One other question I have is, with the current 24V setup, if I wire the motors in series, will that increase the amp draw or lower it? I think it will raise it due to the lower volts but not sure. I might go to a faster motor which on 12V may run better than the current motors on 24V....and last longer.

Right now the toy pulls 35-45A easy going up the driveway which is steep, I would like a better controller for the added amperage just to be safe.

Thanks and all input and criticism appreciated.

[Siwastaja]

Always use a separate controller per motor. Neither parallel nor series works properly.

[MagicSmoker]

...One other question I have is, with the current 24V setup, if I wire the motors in series, will that increase the amp draw or lower it? I think it will raise it due to the lower volts but not sure. I might go to a faster motor which on 12V may run better than the current motors on 24V....and last longer.

Right now the toy pulls 35-45A easy going up the driveway which is steep, I would like a better controller for the added amperage just to be safe. ...

These are likely permanent magnet field DC motors, so RPM will be linearly proportional to applied voltage and torque will be linearly proportional to current (up until the field magnets start to demagnetize or the armature/commutator burns up, etc.).

This behavior is not unlike a voltage source, and so it is best to not wire PM DC motors in parallel even if the shafts are locked together because small differences in RPM per volts (usually specified as Kv) can result in large currents circulating between the two motors as they fight each other.

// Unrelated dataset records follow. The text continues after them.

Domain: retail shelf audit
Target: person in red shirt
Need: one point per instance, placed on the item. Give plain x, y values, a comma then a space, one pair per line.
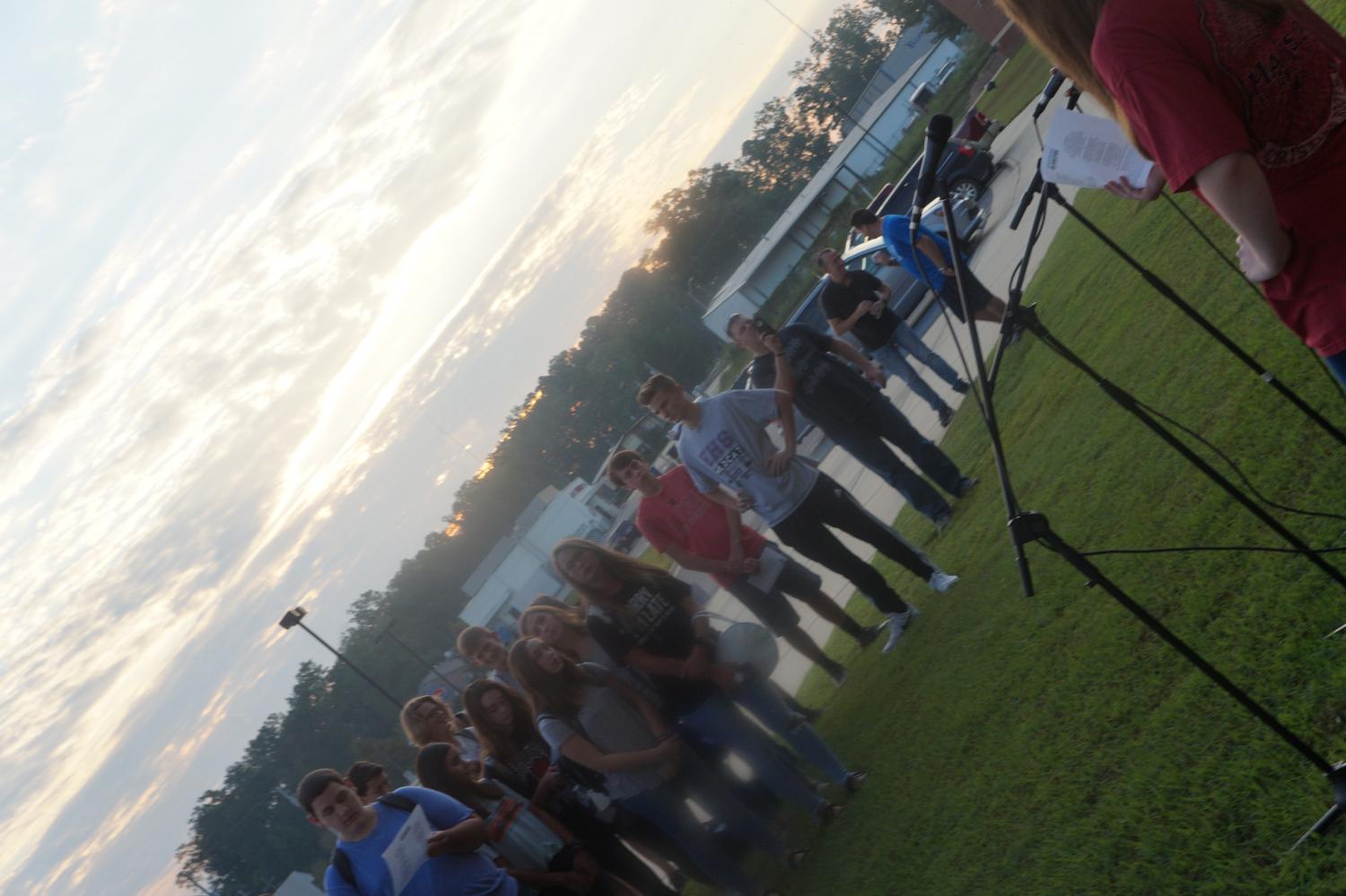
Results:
697, 533
1241, 100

Needless to say, when the two motors are fighting each other they are not doing useful work and tend to overheat much quicker. Of lesser concern is that the effective inductance seen by the controller will be cut in half, and pretty much all modern motor controllers (AC or DC) rely on the inductance of the motor to smooth out the current waveform produced by PWM.

It is perfectly fine to wire two PM DC motors in series, however, with the caveat that top speed will be cut in half, more or less. Torque from each motor will be the same as each motor sees the same current. Effective inductance is doubled, so that is even better as far as the controller is concerned.

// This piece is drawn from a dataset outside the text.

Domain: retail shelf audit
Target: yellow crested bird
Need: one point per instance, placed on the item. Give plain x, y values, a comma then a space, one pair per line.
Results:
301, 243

Finally, modern PWM DC motor controllers are step down converters (aka "buck converters"), which chop up the input voltage to create a lower average voltage at a higher average current output. Note the emphasis - input current is not a reliable indicator of semiconductor current stress in a buck converter, only output current is! If the input voltage is 24V and the controller is drawing 30A, the output current will be 300A if the output voltage is 2.4V!*

Motor controllers for traction applications typically (should) make motor current proportional to throttle position, but cheap motor controllers might just make PWM duty cycle (ie - output voltage) proportional to throttle position and really cheap controller might not even have overcurrent limiting, relying on the relatively high internal resistance of gel-cell batteries to limit the current. 

A few years ago I made a replacement motor controller (aka "ESC") for my nephew's "Razor" scooter and I thought it might make for a good product to sell on the side until I saw what the Chinese competition costs... I can't even get the bare boards made for the cost of a complete Chinese ESC.


* - this is neglecting all losses and voltage drops for the sake of making the example simple, but note that any inefficiencies such as voltage drops show up as increases in the input current for a given output voltage to input voltage ratio.